Colorectal carcinomas with MSI phenotype display particular clinical, pathological and prognostic features and their susceptibility to chemotherapy seems to be different (Branch et al, 1995; Boland, 1996; Claij and Riele, 1999; Elsaleh et al, 2000). Thus the determination of the molecular status of the tumour is a potentially important factor in the clinical and therapeutic management of these patients. A reliable PCR-based microsatellite instability test can be used to identify tumours with defective MMR, but this is time consuming and requires the services of a molecular genetics laboratory.

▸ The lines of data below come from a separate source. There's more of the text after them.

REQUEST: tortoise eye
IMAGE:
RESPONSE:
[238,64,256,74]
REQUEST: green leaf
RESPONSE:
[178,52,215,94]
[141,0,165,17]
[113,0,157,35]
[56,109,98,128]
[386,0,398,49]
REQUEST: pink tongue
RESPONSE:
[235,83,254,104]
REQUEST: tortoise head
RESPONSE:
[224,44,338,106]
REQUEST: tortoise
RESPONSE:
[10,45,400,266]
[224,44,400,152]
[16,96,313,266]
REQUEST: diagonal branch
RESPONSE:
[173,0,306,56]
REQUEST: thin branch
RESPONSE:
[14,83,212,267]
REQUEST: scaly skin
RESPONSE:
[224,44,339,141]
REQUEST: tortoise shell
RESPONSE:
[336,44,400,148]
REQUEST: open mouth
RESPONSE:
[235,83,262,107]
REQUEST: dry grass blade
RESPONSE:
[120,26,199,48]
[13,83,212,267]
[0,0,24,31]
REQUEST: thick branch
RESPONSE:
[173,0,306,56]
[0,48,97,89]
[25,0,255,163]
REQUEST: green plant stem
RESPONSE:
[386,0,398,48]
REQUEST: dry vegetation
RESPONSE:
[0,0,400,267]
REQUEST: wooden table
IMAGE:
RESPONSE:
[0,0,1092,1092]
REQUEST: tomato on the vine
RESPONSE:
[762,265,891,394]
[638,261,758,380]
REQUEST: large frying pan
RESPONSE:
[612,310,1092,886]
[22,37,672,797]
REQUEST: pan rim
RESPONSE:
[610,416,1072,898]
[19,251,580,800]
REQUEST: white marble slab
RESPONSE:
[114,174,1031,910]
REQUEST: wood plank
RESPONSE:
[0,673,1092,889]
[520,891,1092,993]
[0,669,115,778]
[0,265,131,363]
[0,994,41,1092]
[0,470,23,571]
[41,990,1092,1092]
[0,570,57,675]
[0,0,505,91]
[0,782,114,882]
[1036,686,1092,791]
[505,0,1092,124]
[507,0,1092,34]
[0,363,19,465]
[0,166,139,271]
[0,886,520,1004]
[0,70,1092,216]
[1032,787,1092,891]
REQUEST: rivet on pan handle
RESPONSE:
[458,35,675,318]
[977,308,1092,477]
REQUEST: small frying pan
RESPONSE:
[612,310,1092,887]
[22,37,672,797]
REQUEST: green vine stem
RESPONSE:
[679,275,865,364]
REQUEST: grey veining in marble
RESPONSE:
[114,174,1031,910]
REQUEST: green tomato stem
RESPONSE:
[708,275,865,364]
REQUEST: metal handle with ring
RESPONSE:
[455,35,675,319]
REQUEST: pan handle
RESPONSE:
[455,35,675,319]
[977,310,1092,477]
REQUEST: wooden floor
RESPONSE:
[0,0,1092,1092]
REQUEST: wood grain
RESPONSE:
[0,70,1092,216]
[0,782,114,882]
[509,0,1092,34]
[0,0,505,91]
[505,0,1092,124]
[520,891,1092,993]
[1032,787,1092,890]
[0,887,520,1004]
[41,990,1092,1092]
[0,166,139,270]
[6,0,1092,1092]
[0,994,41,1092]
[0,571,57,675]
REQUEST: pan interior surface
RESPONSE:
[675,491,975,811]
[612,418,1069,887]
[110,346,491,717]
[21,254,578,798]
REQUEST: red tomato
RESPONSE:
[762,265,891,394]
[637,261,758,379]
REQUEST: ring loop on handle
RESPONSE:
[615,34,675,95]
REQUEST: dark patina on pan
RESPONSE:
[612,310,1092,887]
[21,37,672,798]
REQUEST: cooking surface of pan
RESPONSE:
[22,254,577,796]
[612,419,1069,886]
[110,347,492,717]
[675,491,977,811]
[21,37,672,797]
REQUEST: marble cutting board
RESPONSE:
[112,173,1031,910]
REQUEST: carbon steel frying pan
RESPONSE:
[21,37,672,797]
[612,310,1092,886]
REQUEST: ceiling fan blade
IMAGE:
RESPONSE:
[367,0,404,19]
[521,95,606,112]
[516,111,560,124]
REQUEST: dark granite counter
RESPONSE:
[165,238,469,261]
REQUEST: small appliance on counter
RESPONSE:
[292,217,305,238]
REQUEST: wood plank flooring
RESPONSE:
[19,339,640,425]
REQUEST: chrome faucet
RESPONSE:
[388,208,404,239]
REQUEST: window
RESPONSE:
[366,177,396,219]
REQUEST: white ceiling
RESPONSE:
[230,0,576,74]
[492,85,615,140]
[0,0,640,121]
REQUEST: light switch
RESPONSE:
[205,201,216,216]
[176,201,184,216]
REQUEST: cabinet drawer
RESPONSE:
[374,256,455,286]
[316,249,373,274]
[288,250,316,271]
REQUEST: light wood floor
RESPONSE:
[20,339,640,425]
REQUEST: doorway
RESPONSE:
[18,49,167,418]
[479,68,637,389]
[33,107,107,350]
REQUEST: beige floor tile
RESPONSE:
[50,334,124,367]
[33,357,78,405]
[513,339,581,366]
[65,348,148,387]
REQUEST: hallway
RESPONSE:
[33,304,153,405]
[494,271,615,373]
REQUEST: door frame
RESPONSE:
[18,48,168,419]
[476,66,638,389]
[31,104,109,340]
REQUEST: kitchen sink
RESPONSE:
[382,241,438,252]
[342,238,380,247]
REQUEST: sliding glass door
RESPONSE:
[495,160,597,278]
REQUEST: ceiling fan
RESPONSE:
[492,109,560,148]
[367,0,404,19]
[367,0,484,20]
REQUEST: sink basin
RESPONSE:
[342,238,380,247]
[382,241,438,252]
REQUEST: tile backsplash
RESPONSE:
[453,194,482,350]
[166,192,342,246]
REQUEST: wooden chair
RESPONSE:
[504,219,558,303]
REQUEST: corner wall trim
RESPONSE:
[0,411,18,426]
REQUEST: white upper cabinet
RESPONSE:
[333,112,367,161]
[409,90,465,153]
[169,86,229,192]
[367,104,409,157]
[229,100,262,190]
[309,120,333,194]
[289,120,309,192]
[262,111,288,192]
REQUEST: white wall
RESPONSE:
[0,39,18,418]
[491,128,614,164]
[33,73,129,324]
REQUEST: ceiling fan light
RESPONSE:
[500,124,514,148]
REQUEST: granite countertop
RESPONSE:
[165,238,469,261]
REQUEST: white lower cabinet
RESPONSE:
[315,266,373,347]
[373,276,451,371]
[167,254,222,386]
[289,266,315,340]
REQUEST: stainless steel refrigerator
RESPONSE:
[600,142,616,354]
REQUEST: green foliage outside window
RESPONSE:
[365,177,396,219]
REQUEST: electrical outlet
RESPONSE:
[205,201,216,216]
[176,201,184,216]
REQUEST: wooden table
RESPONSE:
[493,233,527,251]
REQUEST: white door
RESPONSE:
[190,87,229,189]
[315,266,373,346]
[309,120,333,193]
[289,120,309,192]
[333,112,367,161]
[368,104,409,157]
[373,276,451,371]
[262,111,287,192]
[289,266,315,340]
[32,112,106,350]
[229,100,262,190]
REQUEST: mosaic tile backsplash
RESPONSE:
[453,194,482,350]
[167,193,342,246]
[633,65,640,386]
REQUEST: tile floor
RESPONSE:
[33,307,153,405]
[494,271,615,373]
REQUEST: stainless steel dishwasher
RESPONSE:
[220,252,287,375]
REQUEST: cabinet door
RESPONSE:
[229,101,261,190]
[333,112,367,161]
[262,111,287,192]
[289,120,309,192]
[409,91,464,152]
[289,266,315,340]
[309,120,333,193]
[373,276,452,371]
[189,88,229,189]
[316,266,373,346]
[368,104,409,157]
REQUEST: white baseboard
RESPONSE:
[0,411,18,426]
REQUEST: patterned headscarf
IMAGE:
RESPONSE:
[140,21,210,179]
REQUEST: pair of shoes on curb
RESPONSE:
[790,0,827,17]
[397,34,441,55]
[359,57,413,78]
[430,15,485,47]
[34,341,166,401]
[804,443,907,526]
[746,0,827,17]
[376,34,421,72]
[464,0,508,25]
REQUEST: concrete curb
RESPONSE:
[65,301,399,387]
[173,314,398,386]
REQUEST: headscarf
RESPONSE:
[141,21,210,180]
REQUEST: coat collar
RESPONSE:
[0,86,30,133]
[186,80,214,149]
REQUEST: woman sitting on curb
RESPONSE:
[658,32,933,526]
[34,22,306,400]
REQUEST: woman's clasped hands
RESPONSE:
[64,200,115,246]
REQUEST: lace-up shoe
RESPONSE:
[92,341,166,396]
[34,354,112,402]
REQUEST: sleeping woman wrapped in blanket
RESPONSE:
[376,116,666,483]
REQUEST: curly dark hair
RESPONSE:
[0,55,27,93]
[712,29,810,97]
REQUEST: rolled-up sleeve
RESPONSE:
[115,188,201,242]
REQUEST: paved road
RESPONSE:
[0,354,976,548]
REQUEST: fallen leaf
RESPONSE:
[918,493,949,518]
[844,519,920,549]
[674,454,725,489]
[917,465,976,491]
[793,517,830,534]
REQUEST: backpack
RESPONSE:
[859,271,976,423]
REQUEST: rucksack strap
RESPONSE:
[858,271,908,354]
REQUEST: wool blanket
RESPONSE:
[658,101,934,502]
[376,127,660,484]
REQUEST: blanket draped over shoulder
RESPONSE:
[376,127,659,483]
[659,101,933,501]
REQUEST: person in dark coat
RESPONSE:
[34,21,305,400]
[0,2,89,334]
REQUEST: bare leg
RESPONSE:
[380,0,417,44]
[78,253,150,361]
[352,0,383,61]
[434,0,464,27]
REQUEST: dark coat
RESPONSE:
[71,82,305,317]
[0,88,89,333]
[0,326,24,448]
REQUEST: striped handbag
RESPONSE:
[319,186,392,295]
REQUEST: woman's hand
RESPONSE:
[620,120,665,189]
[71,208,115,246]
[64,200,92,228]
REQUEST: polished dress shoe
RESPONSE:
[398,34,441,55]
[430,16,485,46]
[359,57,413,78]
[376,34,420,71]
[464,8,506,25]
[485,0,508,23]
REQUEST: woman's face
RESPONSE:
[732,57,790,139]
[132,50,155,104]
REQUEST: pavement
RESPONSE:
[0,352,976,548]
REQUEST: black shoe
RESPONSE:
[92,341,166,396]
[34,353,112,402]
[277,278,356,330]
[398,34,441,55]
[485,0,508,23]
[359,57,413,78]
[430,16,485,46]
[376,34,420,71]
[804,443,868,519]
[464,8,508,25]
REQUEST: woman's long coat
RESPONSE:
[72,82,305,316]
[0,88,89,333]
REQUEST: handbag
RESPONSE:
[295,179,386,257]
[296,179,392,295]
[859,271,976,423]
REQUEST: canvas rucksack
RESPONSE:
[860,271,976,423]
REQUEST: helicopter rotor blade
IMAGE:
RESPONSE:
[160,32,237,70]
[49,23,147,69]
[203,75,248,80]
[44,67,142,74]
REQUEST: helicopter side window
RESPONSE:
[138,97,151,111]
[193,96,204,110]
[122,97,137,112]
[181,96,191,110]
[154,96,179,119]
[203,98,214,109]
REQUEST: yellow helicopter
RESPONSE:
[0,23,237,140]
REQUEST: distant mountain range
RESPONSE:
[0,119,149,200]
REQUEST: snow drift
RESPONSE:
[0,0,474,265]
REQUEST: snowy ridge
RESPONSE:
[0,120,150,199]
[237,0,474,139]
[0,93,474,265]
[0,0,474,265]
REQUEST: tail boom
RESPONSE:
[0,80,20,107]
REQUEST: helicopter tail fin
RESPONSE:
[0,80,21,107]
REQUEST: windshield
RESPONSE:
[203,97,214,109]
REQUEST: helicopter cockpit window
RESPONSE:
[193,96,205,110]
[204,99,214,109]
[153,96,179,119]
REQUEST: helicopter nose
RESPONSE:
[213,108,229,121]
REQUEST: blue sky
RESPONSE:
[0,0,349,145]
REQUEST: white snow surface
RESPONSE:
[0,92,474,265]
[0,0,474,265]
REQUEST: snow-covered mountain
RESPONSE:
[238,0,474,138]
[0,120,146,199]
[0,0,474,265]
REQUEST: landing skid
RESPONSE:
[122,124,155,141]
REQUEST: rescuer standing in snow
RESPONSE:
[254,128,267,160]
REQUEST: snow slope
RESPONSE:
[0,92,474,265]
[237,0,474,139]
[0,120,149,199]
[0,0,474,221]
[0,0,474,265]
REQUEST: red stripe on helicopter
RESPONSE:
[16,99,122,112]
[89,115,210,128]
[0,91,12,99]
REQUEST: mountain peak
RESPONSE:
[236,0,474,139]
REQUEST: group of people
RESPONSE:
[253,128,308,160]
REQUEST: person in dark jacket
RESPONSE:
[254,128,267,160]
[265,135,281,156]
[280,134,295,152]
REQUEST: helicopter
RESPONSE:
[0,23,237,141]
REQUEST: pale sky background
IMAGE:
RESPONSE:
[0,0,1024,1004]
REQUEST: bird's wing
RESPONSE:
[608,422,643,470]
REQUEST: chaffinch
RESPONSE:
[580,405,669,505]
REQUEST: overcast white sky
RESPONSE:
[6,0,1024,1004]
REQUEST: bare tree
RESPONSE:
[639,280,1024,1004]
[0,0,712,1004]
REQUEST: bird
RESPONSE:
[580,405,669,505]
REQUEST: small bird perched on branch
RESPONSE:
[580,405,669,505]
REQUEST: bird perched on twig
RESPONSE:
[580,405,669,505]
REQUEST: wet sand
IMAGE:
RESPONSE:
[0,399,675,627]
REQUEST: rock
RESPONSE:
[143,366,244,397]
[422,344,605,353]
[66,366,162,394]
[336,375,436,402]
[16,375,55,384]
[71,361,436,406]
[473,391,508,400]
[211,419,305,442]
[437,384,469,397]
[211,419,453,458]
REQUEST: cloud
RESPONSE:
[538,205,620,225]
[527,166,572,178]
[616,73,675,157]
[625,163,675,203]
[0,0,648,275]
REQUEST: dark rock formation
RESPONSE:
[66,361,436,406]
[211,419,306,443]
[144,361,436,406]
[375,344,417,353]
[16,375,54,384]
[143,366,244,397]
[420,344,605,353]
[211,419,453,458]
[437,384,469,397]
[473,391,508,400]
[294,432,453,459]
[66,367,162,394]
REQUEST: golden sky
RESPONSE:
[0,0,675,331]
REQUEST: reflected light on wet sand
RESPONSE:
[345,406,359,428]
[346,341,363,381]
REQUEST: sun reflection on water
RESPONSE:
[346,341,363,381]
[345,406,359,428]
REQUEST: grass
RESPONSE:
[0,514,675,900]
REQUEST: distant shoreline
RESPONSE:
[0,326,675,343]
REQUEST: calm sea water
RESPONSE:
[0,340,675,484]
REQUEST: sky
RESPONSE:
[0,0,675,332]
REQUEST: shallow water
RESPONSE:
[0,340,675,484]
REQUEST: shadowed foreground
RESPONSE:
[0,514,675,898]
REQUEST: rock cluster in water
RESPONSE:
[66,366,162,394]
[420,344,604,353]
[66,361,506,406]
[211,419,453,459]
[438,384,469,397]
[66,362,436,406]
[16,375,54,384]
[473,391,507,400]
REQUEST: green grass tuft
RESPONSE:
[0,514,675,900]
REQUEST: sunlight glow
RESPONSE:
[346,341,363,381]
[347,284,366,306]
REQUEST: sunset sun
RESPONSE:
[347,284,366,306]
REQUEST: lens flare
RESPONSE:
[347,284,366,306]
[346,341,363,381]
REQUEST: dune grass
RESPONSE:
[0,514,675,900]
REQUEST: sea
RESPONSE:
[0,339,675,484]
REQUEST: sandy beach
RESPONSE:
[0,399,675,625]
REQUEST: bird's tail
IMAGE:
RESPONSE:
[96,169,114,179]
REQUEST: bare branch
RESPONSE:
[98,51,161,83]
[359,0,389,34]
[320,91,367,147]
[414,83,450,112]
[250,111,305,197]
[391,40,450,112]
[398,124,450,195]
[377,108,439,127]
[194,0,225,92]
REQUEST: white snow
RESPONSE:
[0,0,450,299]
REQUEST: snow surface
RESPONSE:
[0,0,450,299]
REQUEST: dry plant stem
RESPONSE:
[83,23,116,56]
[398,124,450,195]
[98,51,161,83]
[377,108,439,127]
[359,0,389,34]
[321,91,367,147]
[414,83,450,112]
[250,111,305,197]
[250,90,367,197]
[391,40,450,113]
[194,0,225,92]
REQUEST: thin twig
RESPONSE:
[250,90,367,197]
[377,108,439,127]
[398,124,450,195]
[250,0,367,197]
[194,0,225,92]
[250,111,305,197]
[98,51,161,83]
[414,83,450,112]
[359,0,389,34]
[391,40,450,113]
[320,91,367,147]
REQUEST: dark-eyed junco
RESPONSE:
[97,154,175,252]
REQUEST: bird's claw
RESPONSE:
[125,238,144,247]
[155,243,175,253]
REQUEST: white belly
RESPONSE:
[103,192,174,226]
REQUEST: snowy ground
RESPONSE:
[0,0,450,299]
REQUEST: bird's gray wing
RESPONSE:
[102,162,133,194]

Immunohistochemistry can now be performed (Thibodeau et al, 1996), and this technique could be a useful alternative strategy to molecular biology.

The aim of this study was to evaluate the interest of immunohistochemistry (IHC) as a new tool for detecting mismatch repair deficiency and to compare the results with a PCR-based microsatellite assay.

Patients and methods

Patients and samples

One hundred and eight proximal colon carcinomas, resected in Dijon University Hospital between September 1996 and November 2000, were included in this study. They were defined as proximal to the splenic flexure (Ponz de Leon et al, 1992). Eight cases were excluded (three men and five women) since DNA amplification was not possible. Thus a total of 100 proximal adenocarcinomas were analysed. There were 41 males and 59 females. No patient had HNPCC syndrome.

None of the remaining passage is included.